A nova legislação, agora proposta em todo o mundo e já adotada no Reino Unido, onde temos um histórico de reacionarismo contra grupos dissidentes, viola essa liberdade fundamental. Por exemplo: no Reino Unido, existe uma cláusula em algumas leis introduzidas entre 1996 e 2000 (como o Police Act, de 1997, e o Security Services Act, de 1996) chamada de “propósito comum”. Vamos dizer que duas mil pessoas, de forma absolutamente legal, sem infringir quaisquer leis, trabalham juntas por um objetivo comum, como uma reforma legislativa, por exemplo. Essas pessoas podem ser investigadas com métodos iguais aos utilizados para investigar acusados de crimes como terrorismo.
Acredito que o futuro da democracia é incerto, porque um grupo de políticos em várias partes do mundo – apenas porque considera “necessário” – apóia o processo de globalização sem se preocupar com o que ele representa para os seus próprios cidadãos. Nesse sentido, qualquer dissidência representa uma ameaça a essa política e à sua manutenção, particularmente quando há uma evidência empírica – tanto no Reino Unido quanto em muitos estados norte-americanos – de que essa política é prejudicial socialmente e economicamente.

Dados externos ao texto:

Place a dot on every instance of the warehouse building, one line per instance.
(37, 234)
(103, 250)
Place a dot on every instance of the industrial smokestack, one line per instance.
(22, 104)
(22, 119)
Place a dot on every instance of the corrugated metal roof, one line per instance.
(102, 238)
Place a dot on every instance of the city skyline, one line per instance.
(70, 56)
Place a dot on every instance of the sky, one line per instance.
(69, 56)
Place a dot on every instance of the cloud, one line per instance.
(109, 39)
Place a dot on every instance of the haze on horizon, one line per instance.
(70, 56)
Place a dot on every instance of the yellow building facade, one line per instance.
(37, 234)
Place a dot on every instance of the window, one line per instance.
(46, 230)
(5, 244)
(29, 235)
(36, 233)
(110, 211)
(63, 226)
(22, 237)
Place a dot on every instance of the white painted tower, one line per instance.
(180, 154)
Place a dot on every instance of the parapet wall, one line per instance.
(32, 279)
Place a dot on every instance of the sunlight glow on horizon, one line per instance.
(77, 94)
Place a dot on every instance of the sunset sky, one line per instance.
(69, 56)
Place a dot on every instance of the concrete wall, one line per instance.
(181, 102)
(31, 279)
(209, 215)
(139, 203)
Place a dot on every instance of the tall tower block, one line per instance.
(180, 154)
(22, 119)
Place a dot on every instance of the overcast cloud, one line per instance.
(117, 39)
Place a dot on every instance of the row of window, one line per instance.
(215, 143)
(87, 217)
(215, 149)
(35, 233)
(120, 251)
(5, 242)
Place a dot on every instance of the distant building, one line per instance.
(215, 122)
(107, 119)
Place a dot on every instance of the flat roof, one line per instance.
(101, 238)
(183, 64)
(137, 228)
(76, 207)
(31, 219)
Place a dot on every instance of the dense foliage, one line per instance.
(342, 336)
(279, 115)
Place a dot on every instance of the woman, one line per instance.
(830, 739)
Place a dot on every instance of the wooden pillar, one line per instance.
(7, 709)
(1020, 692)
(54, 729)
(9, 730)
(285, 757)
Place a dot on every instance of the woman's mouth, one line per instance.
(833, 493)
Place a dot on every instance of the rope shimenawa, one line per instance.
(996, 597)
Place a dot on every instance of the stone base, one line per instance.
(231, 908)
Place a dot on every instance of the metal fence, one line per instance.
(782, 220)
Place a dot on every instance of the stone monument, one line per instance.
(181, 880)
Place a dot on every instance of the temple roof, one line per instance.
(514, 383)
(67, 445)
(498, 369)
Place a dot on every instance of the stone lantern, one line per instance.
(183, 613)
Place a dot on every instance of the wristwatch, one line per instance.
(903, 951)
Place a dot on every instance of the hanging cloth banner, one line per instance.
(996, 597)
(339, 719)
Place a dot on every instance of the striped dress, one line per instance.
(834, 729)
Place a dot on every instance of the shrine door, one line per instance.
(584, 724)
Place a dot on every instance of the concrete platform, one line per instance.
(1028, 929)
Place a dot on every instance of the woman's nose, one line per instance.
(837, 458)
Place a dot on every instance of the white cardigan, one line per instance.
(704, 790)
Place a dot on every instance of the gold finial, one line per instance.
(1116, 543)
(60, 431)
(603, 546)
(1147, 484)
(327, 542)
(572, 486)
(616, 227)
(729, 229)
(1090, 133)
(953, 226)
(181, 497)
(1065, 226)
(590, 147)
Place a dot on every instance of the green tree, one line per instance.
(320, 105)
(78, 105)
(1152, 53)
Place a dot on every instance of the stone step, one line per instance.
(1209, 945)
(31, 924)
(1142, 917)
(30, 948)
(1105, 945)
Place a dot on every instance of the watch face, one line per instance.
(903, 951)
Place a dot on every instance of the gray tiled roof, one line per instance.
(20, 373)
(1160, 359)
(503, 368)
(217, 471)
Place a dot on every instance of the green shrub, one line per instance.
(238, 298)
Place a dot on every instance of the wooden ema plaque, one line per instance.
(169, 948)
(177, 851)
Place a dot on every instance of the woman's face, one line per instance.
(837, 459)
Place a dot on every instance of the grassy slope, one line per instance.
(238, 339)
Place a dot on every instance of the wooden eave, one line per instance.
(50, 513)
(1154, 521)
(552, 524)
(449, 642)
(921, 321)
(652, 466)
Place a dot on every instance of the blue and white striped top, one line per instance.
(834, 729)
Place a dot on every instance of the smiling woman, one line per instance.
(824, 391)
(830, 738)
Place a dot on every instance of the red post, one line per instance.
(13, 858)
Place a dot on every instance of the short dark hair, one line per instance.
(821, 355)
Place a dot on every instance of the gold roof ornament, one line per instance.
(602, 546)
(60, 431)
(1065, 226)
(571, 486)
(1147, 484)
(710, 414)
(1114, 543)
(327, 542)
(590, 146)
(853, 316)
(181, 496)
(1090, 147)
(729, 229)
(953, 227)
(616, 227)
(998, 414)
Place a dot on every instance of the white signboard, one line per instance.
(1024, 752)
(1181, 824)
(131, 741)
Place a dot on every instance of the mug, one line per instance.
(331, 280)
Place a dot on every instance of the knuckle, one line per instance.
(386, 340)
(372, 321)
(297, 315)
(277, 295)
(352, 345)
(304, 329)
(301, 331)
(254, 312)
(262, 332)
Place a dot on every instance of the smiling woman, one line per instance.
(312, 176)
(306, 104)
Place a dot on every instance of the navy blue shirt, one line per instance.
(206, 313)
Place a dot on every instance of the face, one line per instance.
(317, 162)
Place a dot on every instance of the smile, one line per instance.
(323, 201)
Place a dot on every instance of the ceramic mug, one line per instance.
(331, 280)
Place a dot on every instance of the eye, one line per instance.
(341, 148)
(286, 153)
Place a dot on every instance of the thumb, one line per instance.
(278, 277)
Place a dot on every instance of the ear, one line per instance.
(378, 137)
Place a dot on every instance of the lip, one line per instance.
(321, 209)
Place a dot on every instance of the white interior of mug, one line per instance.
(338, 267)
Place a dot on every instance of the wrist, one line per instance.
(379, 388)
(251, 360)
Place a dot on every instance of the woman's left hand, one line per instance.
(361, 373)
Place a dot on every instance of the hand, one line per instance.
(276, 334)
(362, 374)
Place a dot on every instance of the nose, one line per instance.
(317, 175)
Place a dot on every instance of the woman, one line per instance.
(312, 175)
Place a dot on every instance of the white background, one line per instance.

A questão maior é que a manutenção de políticas de globalização requerem um altíssimo nível de controle social e da mídia. Instrumentos como computadores ou a internet são uma ameaça, porque estão fundamentalmente além do controle do Estado – se comparados aos controles existentes para a grande mídia. Por isso, nos últimos dez anos, muitos Estados procuraram restringir o uso de redes de computadores, como forma de preservar o seu status quo político.
Rets: Caso os EUA tenham sucesso na guerra contra o terrorismo internacional, existe o risco de uso político dessa situação. Você acredita em uma onda de violação das liberdades civis em todo o mundo?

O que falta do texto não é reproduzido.